By placing them carefully and cautiously to convey the same drama that the Hindi industry uses them for. The crucial difference here is, that in his post-modernistic homage, he does not mock them, or satirize them, or makes fun of those clichés. He actually uses them.

The camera thus, observes. And it remains assured of what and when it needs to observe, often through unnatural cants and tilts, a dynamic he captures the so-called grit of Mumbai, and of Agra, and of the police station, and carefully uses mostly the conventional angles of the TV show, and thus opts, reconstruction over original construction, which would in any case, have defeated the purpose of using such a popular quiz show.

It is amazing how Boyle’s filming, and Beaufoy’s script (based on diplomat Swaroop’s novel ofcourse), evokes the most evident Indian icons – the Taj Mahal, the red-light districts, Amitabh Bachchan, the Bombay slums, Kaun Banega Crorepati, and brilliantly, never lets them function in their own isolation or function in their personal context. They exist because they have some relation to our protagonist, and otherwise, they do not exist. When in Delhi, shoot the Qutub, when in Kolkata, shoot the Victoria, and when in Hyderabad, shoot the Char Minar, irrespective of whether a character has anything to do with them.

He shoots in a style I personally can trace back to Jeunet and Caro’s 1991 film ‘Delicatessen’, which though, did not epitomize the style, but did initiate a few of its origins – bright, vibrant, radiant colours, colour contrasts increased to abnormal levels, and a fast, dynamic camera. Lately, City of God employed it masterfully.

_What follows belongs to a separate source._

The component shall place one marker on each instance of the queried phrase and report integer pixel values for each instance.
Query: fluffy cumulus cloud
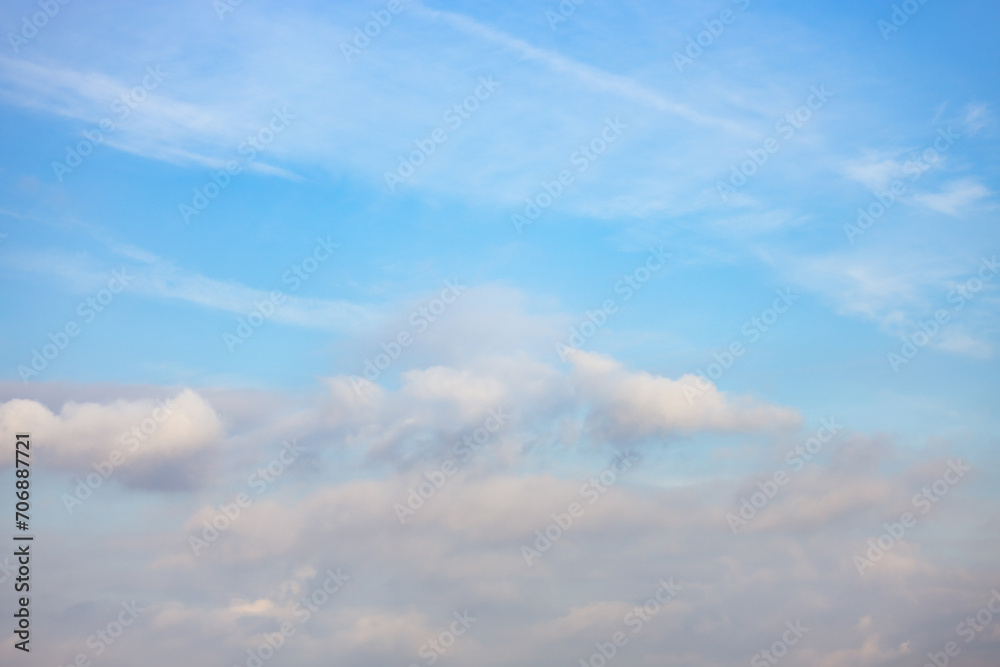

The film does not dumb down. It does not feed. Why does the brother die at the end? How does Jamal achieve what he does? Why does the host write an answer on the bathroom mirror? It also is ‘different’, and it also recycles the same old clichés and uses them in a new template and thus achieves a result which our filmmakers are not attempting, and more importantly, are proud of not attempting.

c said...


Lynden Barber said...

Has anyone noticed that Danny Boyle has this weird fetish for people diving into shit? Witness Ewan McG diving into toilet bowl to retrieve drugs in T-spotting, and the kid deliberately jumping into latrine poop in Slumdog (yeah, sure...). The audience I saw the film with thought this was hilarious. The shit on face scenes in Death at a Funeral got a similar delighted reaction. Conclusion: if you wanna manipulate an audience, throw shit their way.